辅导CE634、讲解csv/C/C++编程、Java/Python讲解、辅导csv/C/C++设计

- 首页 >> 其他

CE634 Assignment 1&2

Preprocessing and Exploratory Data Analysis of Large-Scale Taxi GPS Traces

1. Introduction

In all the three assignments of this subject, you will be dealing with a large-scale taxi GPS dataset. The

dataset records millions of taxi trips in Manhattan, New York in a given year. This dataset has been used

extensively to study the dynamics of the urban taxi flow. For example, it has been used by a group of

researchers at MIT to evaluate the ride sharing potential of the city (Santi et al., 2014) or to estimate the

minimum taxi fleet that is able to serve all the travel demand in the city (Vazifeh et al., 2018).

In this assignment, you will be asked to preprocess the dataset, play with it, and derive meaningful statistics

through exploratory data analysis. To start, you are provided with the following two files:

taxi_id.csv.bz2

intersections.csv

The first compressed file (taxi_id.csv.bz2) records the origin and destination of the taxi trips along with the

timestamps. For simplicity, the origin and destination of the actual trips have been matched to the nearest

road intersections. The format of this file is as follows:

taxi_id, pick_up_time, drop_off_time, pick_up_intersection, drop_off_intersection

The taxi_id is a numerical value that uniquely identifies each taxi. pick_up_time and drop_off_time are

expressed in Unix epoch time, and pick_up_intersection, drop_off_intersection are the indices of the

intersections (numbers from 1 to 4091).

The second file (intersection.csv) represents the street intersections to which pick-up and drop-off points

were snapped to. The format of the file is:

id, latitude, longitude

where id is a progressive identifier from 1 to 4091 and latitude and longitude are the GPS coordinates of

the intersection. Below are two screenshots of these road intersections:

2

2. Tasks

In this section, you will be asked to analyze the dataset ? using any software or programming language that

you prefer ? and then provide answers to the following research questions:

(1) How many unique taxis are there in this dataset, and how many trips are recorded?

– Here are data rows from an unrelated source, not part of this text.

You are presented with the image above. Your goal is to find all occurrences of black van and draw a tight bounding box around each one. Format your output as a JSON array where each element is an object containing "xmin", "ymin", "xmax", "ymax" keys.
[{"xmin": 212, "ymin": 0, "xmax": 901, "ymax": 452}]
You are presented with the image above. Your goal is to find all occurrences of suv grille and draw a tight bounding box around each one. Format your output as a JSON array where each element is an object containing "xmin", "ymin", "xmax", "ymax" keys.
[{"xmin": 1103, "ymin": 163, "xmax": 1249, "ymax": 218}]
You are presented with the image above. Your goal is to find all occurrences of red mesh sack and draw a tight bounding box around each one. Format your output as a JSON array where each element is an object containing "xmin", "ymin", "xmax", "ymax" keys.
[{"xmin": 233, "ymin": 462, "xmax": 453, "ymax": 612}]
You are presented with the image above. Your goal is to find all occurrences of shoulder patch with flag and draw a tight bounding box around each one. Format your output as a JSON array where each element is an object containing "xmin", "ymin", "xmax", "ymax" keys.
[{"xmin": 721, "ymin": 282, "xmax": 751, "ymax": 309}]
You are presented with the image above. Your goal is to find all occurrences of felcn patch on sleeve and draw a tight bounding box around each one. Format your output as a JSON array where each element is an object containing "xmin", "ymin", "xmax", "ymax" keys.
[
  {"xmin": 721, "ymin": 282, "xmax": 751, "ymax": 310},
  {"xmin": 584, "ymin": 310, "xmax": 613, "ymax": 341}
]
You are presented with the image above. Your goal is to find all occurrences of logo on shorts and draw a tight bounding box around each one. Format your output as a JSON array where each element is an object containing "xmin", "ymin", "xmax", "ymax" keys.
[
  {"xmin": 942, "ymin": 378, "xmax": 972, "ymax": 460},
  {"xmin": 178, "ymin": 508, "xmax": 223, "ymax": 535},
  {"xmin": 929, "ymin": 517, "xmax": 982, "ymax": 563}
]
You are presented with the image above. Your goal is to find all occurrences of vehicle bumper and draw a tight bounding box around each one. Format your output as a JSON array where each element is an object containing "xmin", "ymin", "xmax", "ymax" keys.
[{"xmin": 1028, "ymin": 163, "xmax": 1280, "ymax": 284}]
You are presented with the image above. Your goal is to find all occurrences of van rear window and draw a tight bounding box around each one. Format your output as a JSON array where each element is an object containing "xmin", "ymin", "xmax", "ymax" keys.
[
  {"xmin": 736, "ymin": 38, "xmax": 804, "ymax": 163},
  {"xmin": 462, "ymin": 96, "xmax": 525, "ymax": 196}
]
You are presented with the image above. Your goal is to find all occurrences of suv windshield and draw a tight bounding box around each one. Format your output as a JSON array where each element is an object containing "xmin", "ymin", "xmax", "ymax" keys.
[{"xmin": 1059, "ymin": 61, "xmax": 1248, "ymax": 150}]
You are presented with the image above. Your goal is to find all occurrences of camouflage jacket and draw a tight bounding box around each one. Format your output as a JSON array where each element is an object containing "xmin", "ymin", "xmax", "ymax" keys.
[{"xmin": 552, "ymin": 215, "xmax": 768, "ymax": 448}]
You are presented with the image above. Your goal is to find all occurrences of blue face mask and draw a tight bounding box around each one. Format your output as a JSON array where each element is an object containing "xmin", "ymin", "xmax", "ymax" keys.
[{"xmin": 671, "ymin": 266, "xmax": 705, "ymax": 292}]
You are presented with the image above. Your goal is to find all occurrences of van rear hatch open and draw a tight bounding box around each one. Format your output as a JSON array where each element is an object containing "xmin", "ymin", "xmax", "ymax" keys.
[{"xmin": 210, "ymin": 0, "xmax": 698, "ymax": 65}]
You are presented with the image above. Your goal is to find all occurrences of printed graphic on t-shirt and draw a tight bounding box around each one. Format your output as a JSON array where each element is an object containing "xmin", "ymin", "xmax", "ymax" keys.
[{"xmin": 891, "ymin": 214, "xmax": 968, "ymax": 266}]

(2) What is the distribution of the number of trips per taxi? Who are the top performers?

(3) How does the daily trip count (i.e., number of trips per day) change throughout the year? Any rhythm

or seasonality?

(4) What is the distribution of the number of departure trips at different locations (i.e., intersections)? What

about the distribution of arrival trips? What will you conclude from these two distributions?

(5) How does the number of trips change over time in a day? (You will be given three dates randomly

selected from the dataset, and then plot the hourly variation of trips from the perspective of local time).

(6) What is the probability distribution of the trip distance (measured as straight-line distance)? How about

travel time (i.e., trip duration)? What will you conclude from these two distributions?

For question (2) – (6), you are required to provide figures along with your answers. Note that some of the

above questions are open ended, and the answers could vary among students.

3

3. What to submit

A word document or pdf file with answers to (1) – (6)

The computer code used in this assignment. If particular software is used, please elaborate the

procedures on how it helps derive the answers.

The submission due date is November 9th, 2018.

4. Access to the dataset

The dataset used in this assignment can be download via the following link:

https://polyuitmy.sharepoint.com/:f:/g/personal/yangxu_polyu_edu_hk/EtCz10QsyxZMhY8_Z3bF9xYBmhb_2CLZK9G6QtlgO0jtg?e=YePkJ0

Please contact the subject instructor if the link is invalid.

Reference.

Santi, P., Resta, G., Szell, M., Sobolevsky, S., Strogatz, S. H., & Ratti, C. (2014). Quantifying the benefits

of vehicle pooling with shareability networks. Proceedings of the National Academy of Sciences, 111(37),

13290-13294.

Vazifeh, M. M., Santi, P., Resta, G., Strogatz, S. H., & Ratti, C. (2018). Addressing the minimum fleet

problem in on-demand urban mobility. Nature, 557(7706), 534.